Mais pour combien de temps encore nos plages resteront ces lieux accueillants que nous aimons à retrouver pendant les vacances ? Tout dépendra de nos capacités à les protéger.

Les 10 commandements de La Baule

Cet été, la communauté d’agglomération de La Baule, Cap-Atlantique, va relancer une campagne de sensibilisation à destination de ses habitants et des touristes. Le 7 juillet, cette opération énoncera les "10 commandements" à suivre pour préserver le littoral.

Pour faire connaître ces préconisations, Cap-Atlantique a choisi d’utiliser l’humour avec un personnage de bande dessinée. Mais en coulisses, la situation suscite quelques inquiétudes. Certes, la qualité des eaux de baignade de ces communes du nord-ouest de la Loire-Atlantique reste satisfaisante, "elle est bonne" nous dit-on, mais on constate au fil des années qu’elle se dégrade et de plus en plus souvent.

C’est pourquoi, dans ses "10 commandements", la campagne de sensibilisation pointera du doigt quelques évidences que beaucoup négligent.

Crottes de chiens et crottins de chevaux

Ramasser les déjections canines est indispensable. Si ce réflexe s’installe sur les trottoirs des villes, il n’est pas encore une évidence sur les plages. Or, ces déjections favorisent le développement de bactéries.

Déjà, certaines communes ont interdit des plages aux chiens. D’autres y réfléchissent.

Même chose pour les amateurs de sport équestre qui aiment à galoper sur la baie. Il leur faut prévoir de ramasser le crottin de leur monture.

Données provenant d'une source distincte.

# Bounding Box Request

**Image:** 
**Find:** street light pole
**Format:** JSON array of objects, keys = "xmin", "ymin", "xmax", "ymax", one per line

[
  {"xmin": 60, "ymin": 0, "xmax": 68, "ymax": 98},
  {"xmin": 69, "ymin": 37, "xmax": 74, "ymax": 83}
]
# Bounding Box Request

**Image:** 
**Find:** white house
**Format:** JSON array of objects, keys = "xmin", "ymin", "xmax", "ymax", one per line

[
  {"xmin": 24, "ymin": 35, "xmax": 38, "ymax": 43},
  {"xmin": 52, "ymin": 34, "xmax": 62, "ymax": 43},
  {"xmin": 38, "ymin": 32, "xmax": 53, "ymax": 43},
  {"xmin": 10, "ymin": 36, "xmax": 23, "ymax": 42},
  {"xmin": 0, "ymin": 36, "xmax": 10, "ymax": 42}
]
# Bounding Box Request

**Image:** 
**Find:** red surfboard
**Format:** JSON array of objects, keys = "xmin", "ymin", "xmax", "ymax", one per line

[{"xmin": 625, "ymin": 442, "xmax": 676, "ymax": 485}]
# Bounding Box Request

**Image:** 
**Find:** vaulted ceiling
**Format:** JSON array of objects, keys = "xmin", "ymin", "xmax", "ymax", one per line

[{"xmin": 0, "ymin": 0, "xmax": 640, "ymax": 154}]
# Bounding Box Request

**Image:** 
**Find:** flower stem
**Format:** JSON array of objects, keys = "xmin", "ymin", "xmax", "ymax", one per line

La campagne alertera aussi sur la mauvaise idée qui consiste à nourrir les goélands et mouettes, gros producteurs de déjections.

"La qualité des eaux de baignade se dégrade progressivement, et on sait d’où ça vient, confirme Vincent Loustaunau, le directeur de la communication de Cap-Atlantique, l’agglomération qui regroupe 15 commune de La Baule, en Loire-Atlantique, jusqu’à Pénestin, dans le Morbihan.  On sait comment endiguer ce problème mais il faut que chacun fasse un effort."

"L’eau est propre et de bonne qualité, mais si on continue comme ça, un jour, l’interdiction de baignade arrivera"

Vincent Loustaunau

Directeur de la communication de Cap-Atlantique

Interdire une plage à la baignade, même en pleine saison touristique, l’Agence Régionale de la Santé estime la chose possible si le résultat des analyses l’exige.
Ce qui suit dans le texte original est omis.